CL260 - ch05s03

The cluster OSD map contains the address and status of each OSD, the pool list and details, and other information such as the OSD near-capacity limit information. Ceph uses these last parameters to send warnings and to stop accepting write requests when an OSD reaches full capacity.

When a change occurs in the cluster's infrastructure, such as OSDs joining or leaving the cluster, the MONs update the corresponding map accordingly. The MONs maintain a history of map revisions. Ceph identifies each version of each map using an ordered set of incremented integers known as epochs.

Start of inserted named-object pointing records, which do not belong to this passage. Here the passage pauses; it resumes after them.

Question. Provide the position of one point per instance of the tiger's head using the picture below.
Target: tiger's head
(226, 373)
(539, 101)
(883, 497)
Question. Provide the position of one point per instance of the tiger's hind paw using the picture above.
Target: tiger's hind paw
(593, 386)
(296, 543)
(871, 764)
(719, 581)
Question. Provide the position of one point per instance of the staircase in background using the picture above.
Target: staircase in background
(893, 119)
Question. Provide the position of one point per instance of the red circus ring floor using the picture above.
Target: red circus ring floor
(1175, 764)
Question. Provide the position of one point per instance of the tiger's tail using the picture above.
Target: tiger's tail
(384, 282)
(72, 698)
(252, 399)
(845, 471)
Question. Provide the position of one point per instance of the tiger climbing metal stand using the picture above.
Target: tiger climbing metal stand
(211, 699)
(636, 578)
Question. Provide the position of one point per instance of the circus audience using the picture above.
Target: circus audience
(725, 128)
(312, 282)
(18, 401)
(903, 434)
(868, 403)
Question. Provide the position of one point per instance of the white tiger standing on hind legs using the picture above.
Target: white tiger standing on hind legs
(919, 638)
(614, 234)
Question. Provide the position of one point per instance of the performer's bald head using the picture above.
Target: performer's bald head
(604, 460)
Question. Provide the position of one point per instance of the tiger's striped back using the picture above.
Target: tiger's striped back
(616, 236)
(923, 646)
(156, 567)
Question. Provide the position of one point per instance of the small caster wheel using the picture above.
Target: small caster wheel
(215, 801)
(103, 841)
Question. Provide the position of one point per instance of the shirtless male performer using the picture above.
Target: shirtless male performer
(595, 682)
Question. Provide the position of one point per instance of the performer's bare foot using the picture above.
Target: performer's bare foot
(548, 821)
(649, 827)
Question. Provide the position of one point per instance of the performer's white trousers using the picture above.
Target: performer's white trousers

The ceph status -f json-pretty command displays the epoch of each map. Use the ceph map dump subcommand to display each individual map, such as ceph osd dump.

[ceph: root@serverc /]# ceph status -f json-pretty
...output omitted...
    "osdmap": {
        "epoch": 478,
        "num_osds": 15,
        "num_up_osds": 15,
        "osd_up_since": 1632743988,
        "num_in_osds": 15,
        "osd_in_since": 1631712883,
        "num_remapped_pgs": 0
    },
...output omitted...
[ceph: root@serverc /]# ceph osd dump
epoch 478
fsid 11839bde-156b-11ec-bb71-52540000fa0c
created 2021-09-14T14:50:39.401260+0000
modified 2021-09-27T12:04:26.832212+0000
flags sortbitwise,recovery_deletes,purged_snapdirs,pglog_hardlimit
crush_version 69
full_ratio 0.95
backfillfull_ratio 0.9
nearfull_ratio 0.85
require_min_compat_client luminous
min_compat_client luminous
require_osd_release pacific
stretch_mode_enabled false
pool 1 'device_health_metrics' replicated size 3 min_size 2 crush_rule 0 object_hash rjenkins pg_num 1 pgp_num 1 autoscale_mode on last_change 475 flags hashpspool stripe_width 0 pg_num_min 1 application mgr_devicehealth
...output omitted...
osd.0 up   in  weight 1 up_from 471 up_thru 471 down_at 470 last_clean_interval [457,466) [v2:172.25.250.12:6801/1228351148,v1:172.25.250.12:6802/1228351148] [v2:172.25.249.12:6803/1228351148,v1:172.25.249.12:6804/1228351148] exists,up cfe311b0-dea9-4c0c-a1ea-42aaac4cb160
...output omitted...

Analyzing OSD Map Updates

Ceph updates the OSD map every time an OSD joins or leaves the cluster. An OSD can leave the Ceph cluster either because of an OSD failure or a hardware failure.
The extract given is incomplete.